However, in what was surely not his finest moment, Wiesenthal, embarrassed that he had previously cleared Waldheim of any wrongdoing, allegedly attempted to help Waldheim defend himself. A panel of historians issued a report eighteen months after Waldheim’s election as president in which they concluded that, while there was no evidence that Waldheim had committed atrocities, he must have known they were occurring yet failed to act. Wiesenthal then shifted gears and unsuccessfully demanded that Waldheim resign.

One of the most prominent and detailed attacks against Wiesenthal in the Waldheim affair was by Eli M. Rosenbaum, a very important Nazi hunter who served as director of the U.S. Department of Justice Office of Special Investigations (OSI), which was primarily responsible for identifying, denaturalizing, and deporting Nazi war criminals. He also later directed the World Jewish Congress investigation that resulted in the 1986 exposure of Waldheim’s Nazi past and, in Betrayal: The Untold Story of the Kurt Waldheim Investigation and Cover-Up, he and co-author William Hoffer demonstrated that Waldheim was involved in the commission of Nazi war crimes.Front-Page-082616-Letter-2

Rosenbaum characterized Wiesenthal’s failure to uncover Waldheim’s past despite access to incriminating evidence as “malpractice” and gross negligence, specifically with respect to evidence from Waldheim’s file in the restricted French-administered archives of the Berlin Documentation Center. These archives included documents establishing that, among other things, Waldheim joined the Nazi Party of the German Student Union on April 1, 1938; joined the Nazis’ “brown-shirt” paramilitary organization in November 1938; joined the Wehrmacht on Aug. 15, 1939; transmitted a 1942 German Army order to shoot captured partisans and their backers; had taken part in the deportation of civilians from Kozara in Bosnia; and served as a lieutenant under the command of Gen. Alexander Loehr, who was later hanged for atrocities.

In his defense, Wiesenthal explained that at the request of Yad Vashem in 1979, he had merely sent a query to the Berlin Document Center, a source of information on Nazis, which responded that it had no information on Waldheim. He argued that he did no more than report that fact to Israeli officials, an action that has been twisted by some critics into constituting a defense of Waldheim.
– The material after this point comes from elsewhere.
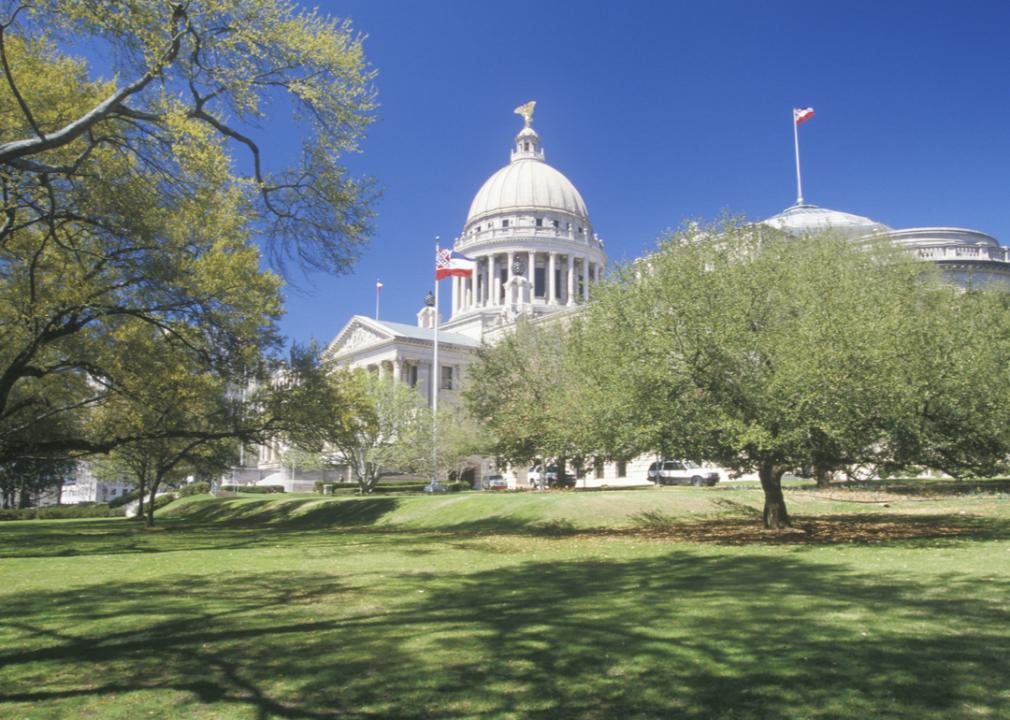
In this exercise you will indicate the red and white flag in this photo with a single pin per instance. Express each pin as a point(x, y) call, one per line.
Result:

He maintained that before a public accusation could be made against Waldheim – or against any alleged Nazi, for that matter, particularly by a Jewish organization – extreme care had to be taken under the strictest rules of evidence and credibility. Indeed, as we have seen all too often, Holocaust deniers pounce with glee any time a false claim is made with respect to the Shoah.

Many believe Wiesenthal’s role in the Waldheim affair cost him the Nobel Prize. (It was widely believed that on the occasion of the 40th anniversary of the end of World War II – and thus the end of the Holocaust – the Nobel Committee was looking to give its Peace Prize to a Holocaust-related candidate and, indeed, the 1985 prize went to Elie Wiesel.)

Rosenbaum wrote that in addition to his shortcomings in the Waldheim affair, Wiesenthal consistently exaggerated his role in capturing high-profile war criminals like Adolf Eichmann and that he functioned more as a “publicist” than the “Jewish James Bond” many believe him to be. A number of prominent Holocaust scholars, including notably Deborah Lipstadt and Israeli historian Tov Segev, agree that Wiesenthal exaggerated his role and, in fact, often lied about it, and Wiesenthal’s reputation has been tainted.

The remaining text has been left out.